Des femmes choisissent encore de retarder leur entrée en politique en raison de leur désir de fonder une famille. Des lois sont toutefois peu à peu modifiées au pays pour mieux s'adapter à la parentalité.

Un texte d'Olivier Lefebvre

C'est une réalité de plus en plus discutée à l'échelle planétaire. La première ministre de la Nouvelle-Zélande, Jacinda Ardern, prendra bientôt un congé de maternité de six semaines pour donner naissance à son premier enfant.

Elle ne sera toutefois pas la première chef d'État à mettre un bébé au monde en poste. Cette première fois revient à l'ancienne première ministre du Pakistan, Benazir Bhutto, en 1990.

Trois ans plus tôt, chez nous, l'ancienne députée libérale Sheila Copps devenait, en 1987, la première députée canadienne à donner naissance pendant un mandat.

En 2018, c'est au tour de la ministre fédérale des Institutions démocratiques, Karina Gould, de marquer l'histoire. Elle est la première membre d'un conseil des ministres de l'histoire du pays à prendre un congé de maternité. Elle devrait revenir en poste le mois prochain.

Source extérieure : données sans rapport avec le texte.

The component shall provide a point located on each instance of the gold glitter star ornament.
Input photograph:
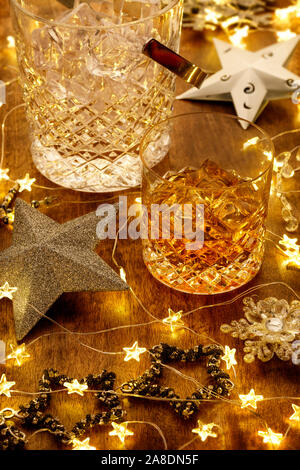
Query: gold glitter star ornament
(7, 291)
(47, 259)
(121, 431)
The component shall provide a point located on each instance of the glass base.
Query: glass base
(210, 281)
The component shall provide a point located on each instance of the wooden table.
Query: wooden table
(98, 311)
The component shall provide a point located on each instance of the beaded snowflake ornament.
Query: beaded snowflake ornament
(270, 327)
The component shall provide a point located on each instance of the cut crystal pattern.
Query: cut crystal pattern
(91, 94)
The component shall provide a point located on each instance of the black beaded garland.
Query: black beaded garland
(146, 384)
(32, 414)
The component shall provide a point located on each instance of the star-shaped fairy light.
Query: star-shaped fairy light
(205, 430)
(76, 387)
(121, 431)
(82, 445)
(5, 386)
(270, 437)
(249, 79)
(4, 174)
(296, 415)
(47, 258)
(18, 353)
(25, 183)
(134, 352)
(229, 357)
(250, 400)
(174, 319)
(7, 291)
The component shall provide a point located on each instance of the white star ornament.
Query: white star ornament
(249, 79)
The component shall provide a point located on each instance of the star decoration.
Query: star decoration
(5, 386)
(250, 399)
(47, 258)
(296, 415)
(4, 174)
(18, 353)
(205, 430)
(229, 357)
(174, 319)
(270, 437)
(7, 291)
(82, 445)
(75, 387)
(121, 431)
(134, 352)
(25, 183)
(249, 79)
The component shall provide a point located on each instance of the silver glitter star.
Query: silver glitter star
(47, 259)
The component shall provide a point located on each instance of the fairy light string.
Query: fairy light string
(287, 246)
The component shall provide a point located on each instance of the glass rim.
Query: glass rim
(40, 19)
(231, 116)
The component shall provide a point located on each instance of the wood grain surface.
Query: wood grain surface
(87, 312)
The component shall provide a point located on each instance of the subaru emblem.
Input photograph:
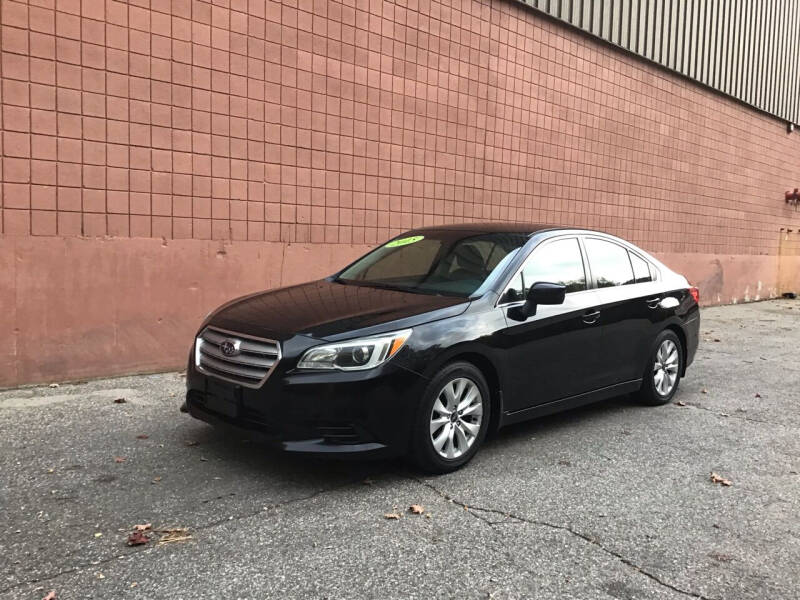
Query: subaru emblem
(229, 347)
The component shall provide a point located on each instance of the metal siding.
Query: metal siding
(748, 49)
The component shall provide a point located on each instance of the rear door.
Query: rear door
(552, 354)
(623, 288)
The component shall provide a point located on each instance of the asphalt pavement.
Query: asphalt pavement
(613, 500)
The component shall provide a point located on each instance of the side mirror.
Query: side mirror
(539, 293)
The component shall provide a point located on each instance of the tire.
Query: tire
(468, 427)
(666, 357)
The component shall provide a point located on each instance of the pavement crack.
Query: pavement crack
(725, 415)
(152, 548)
(509, 516)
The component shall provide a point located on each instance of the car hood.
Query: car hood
(328, 310)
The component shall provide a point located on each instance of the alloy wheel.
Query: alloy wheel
(456, 417)
(665, 369)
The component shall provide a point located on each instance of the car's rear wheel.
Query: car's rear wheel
(663, 371)
(452, 420)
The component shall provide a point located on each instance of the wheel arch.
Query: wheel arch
(489, 371)
(678, 330)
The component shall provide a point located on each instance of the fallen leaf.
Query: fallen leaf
(138, 538)
(176, 534)
(718, 556)
(721, 480)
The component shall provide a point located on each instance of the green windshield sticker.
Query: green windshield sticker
(405, 241)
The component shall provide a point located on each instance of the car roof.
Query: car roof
(525, 228)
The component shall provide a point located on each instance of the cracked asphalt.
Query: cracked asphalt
(609, 501)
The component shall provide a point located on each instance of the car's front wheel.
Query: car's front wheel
(663, 371)
(453, 419)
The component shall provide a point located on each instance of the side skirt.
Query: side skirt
(571, 402)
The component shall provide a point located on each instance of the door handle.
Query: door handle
(653, 302)
(591, 317)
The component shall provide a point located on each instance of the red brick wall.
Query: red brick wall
(342, 123)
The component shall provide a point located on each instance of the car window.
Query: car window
(609, 263)
(641, 269)
(438, 263)
(559, 261)
(401, 262)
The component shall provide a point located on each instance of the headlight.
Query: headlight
(355, 355)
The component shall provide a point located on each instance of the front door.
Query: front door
(624, 296)
(554, 353)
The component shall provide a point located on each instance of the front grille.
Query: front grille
(250, 364)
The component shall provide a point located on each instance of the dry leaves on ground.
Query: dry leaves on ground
(721, 480)
(176, 534)
(138, 538)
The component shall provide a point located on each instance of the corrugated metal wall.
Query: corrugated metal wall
(749, 49)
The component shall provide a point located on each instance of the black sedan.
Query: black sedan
(441, 336)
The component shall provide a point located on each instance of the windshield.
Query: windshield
(444, 262)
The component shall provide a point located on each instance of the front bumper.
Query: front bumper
(368, 413)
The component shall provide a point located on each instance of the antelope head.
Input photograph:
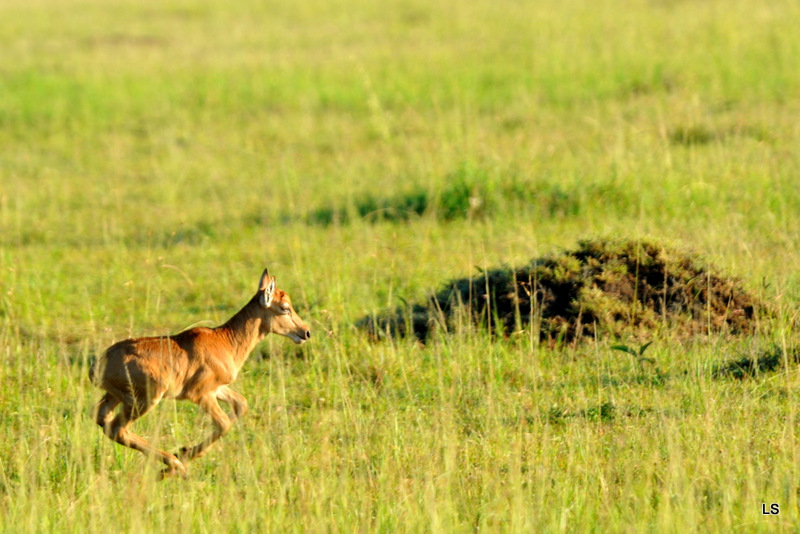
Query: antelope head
(281, 317)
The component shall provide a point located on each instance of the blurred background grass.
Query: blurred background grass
(154, 157)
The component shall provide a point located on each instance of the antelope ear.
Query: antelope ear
(267, 287)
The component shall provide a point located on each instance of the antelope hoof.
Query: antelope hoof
(176, 469)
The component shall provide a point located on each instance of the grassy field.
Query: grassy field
(155, 156)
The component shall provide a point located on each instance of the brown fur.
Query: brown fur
(195, 365)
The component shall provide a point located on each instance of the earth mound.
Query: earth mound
(604, 288)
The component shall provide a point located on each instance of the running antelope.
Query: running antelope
(197, 365)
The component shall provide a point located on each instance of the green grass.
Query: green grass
(154, 157)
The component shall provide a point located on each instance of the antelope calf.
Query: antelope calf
(197, 365)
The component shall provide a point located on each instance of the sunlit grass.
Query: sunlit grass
(154, 158)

La Nouvelle-Écosse progresse

Elles sont de plus en plus de femmes élues tous paliers de gouvernements confondus. Les règles changent pour attirer de jeunes adultes en politique.

C'est en partie grâce à des élues comme Emily Lutz. Elle est conseillère municipale à Kentville, en Nouvelle-Écosse.

Elle milite pour des changements à l'échelle provinciale depuis son élection en 2016. Ses efforts viennent de porter fruit.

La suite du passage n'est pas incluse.